12. Plans to extend the Croydon Tramlink to South Wimbledon and Sutton are building momentum. The £200M-plus project is heavily supported by local authorities on the route and is now the “most plausible” future expansion option, according to Transport for London head of transport planning rail & underground Geoff Hobbs. It’s got great potential, he said.
13. Advances in materials technology could make a major difference to efficiency in the rail network, such as using Graphene to make stronger, lighter and therefore cheaper to run trains and 3D printing to produce spare parts more efficiently.
14. The reconstruction of Tottenham Court Road could have been scaled back. London Underground head of station capacity programme Ralph Freeston admitted that the station box created is larger than it needs to be. “It’s probably the first station we have rebuilt since Angel. It is a great scheme. But in hindsight it is more expensive than it needs to be. We have made more underground space than we needed. There are lessons for everybody there.”
15. Crossrail is getting cautious about who it shares its lessons learned with in the interests of using them to promote UKplc. “We can generate value from our learning legacy,” said Crossrail chief executive Andrew Wolstenholme. “Forty one organisations around the world have been to see us, and we are a little wary about giving [our learnng] away for free. Certainly we will to UK projects. But this is about UKplc.”

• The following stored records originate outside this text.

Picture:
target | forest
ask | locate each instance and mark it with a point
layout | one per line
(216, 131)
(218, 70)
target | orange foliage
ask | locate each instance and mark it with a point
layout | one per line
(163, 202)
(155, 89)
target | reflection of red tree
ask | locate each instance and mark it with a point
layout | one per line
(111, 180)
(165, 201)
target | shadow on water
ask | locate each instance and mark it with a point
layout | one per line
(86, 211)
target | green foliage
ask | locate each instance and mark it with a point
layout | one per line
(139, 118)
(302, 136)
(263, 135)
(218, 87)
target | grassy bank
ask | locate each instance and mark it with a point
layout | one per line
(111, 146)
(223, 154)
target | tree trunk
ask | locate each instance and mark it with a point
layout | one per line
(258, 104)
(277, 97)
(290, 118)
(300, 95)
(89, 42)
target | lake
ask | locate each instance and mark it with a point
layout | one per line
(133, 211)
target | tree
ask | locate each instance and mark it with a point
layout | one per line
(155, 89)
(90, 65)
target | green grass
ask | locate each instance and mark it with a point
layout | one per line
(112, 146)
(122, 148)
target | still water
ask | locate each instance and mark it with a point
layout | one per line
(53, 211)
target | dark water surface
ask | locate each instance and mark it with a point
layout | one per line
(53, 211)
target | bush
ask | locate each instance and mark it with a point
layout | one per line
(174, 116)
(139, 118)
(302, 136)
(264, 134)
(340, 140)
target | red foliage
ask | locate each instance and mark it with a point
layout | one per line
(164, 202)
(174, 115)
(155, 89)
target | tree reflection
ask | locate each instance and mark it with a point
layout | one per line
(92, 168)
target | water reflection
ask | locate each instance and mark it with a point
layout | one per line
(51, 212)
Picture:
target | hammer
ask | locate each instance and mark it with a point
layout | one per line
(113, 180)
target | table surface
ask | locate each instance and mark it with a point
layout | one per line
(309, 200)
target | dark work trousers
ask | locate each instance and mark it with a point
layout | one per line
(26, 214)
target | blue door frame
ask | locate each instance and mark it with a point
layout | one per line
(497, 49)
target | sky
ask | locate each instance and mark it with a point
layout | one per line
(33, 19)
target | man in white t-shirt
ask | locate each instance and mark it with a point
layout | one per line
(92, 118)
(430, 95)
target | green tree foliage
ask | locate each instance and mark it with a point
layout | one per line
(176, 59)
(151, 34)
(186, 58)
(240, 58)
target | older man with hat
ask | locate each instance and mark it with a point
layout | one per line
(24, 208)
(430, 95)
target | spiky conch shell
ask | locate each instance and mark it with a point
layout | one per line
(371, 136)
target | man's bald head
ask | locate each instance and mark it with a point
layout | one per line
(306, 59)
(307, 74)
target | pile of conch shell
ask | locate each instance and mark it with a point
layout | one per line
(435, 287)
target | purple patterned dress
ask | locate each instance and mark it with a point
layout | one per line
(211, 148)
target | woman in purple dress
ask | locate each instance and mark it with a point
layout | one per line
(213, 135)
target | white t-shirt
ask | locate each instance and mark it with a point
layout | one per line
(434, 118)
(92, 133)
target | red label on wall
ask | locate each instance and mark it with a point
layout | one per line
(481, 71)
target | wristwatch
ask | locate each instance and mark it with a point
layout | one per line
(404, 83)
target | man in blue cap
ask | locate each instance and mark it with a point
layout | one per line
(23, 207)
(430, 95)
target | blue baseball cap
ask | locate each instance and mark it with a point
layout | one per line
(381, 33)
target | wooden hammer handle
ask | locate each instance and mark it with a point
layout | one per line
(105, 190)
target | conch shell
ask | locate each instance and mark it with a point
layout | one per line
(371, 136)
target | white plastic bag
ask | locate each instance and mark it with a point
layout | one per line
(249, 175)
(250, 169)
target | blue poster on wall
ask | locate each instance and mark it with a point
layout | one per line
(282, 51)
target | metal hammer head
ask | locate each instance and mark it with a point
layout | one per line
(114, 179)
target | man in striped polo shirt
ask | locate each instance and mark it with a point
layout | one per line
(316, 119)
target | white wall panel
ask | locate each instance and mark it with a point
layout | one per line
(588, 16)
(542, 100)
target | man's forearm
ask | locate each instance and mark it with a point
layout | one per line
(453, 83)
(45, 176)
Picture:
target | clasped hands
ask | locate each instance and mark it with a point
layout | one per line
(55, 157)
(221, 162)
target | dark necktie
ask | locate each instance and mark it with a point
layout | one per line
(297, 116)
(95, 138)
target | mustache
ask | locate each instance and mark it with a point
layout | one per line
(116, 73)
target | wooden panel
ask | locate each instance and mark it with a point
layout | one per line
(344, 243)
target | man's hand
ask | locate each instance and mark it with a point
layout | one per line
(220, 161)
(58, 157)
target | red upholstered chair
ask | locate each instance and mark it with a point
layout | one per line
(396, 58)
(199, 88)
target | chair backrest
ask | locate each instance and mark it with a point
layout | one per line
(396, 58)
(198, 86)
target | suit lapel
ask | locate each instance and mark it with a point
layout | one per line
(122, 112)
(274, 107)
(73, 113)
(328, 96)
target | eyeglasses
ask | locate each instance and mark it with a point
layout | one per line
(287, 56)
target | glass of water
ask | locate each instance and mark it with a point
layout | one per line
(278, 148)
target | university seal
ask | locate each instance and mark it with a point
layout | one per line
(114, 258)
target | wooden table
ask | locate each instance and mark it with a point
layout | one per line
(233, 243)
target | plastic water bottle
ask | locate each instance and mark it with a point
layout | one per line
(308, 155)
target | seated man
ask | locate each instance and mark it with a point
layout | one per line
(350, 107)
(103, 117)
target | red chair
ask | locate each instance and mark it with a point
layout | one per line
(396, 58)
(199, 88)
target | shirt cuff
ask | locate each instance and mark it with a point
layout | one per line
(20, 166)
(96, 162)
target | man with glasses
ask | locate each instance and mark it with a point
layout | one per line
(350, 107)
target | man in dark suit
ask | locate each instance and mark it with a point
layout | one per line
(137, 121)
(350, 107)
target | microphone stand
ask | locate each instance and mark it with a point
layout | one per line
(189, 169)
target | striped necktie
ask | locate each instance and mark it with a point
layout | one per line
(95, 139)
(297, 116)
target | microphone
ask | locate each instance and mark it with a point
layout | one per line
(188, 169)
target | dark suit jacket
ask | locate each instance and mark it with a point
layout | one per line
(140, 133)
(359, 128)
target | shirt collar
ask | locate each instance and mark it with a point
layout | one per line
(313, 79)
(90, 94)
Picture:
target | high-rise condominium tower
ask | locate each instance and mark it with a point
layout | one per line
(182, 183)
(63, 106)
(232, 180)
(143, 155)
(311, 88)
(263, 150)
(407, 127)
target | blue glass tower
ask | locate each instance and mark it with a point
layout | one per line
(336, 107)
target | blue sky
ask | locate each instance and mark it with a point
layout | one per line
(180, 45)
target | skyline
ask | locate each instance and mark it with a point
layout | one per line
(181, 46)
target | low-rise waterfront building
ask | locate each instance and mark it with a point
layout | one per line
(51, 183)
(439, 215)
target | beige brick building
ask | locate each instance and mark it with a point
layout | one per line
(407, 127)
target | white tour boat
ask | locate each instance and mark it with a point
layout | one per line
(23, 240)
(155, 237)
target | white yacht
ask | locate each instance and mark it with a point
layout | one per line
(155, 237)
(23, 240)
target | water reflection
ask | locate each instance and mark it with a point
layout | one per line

16. Network Rail was overly ambitious with its plans to keep London Bridge going during the major reconstruction works. “With the benefit of hindsight we would have set our expectations lower,” Network Rail principal programme sponsor Nick Gray told the conference. In an honest and frank reflection on the problems getting passengers through the station following a New Year blockade where wholesale changes were made to signalling, track layouts, customer information screens and passenger routes through the station, Gray added that he didn’t ask for a soft launch as he knew the answer would be no.
“We finished our blockade and within two hours had to be operating at 100% capacity. Why no soft launch? We didn’t ask the question as we knew answer would be ‘you’ve got to joking’. It is a challenge back to the industry.”
17. Ambitious young engineers might be best served looking for opportunities abroad, according to Crossrail chief executive Andrew Wolstenholme. Wolstenholme, who himself honed his skills through years working on major projects in the US and Far East, said there will be little practical major project experience to be had in the UK over the next five years. “Wouldn’t it have been great if Crossrail 2 was ready to go [as soon as Crossrail finishes]?” he said. “But the reality of it is that if I’m a bright young thing I might go to the Middle East, or Far East, or Africa for the next five years.”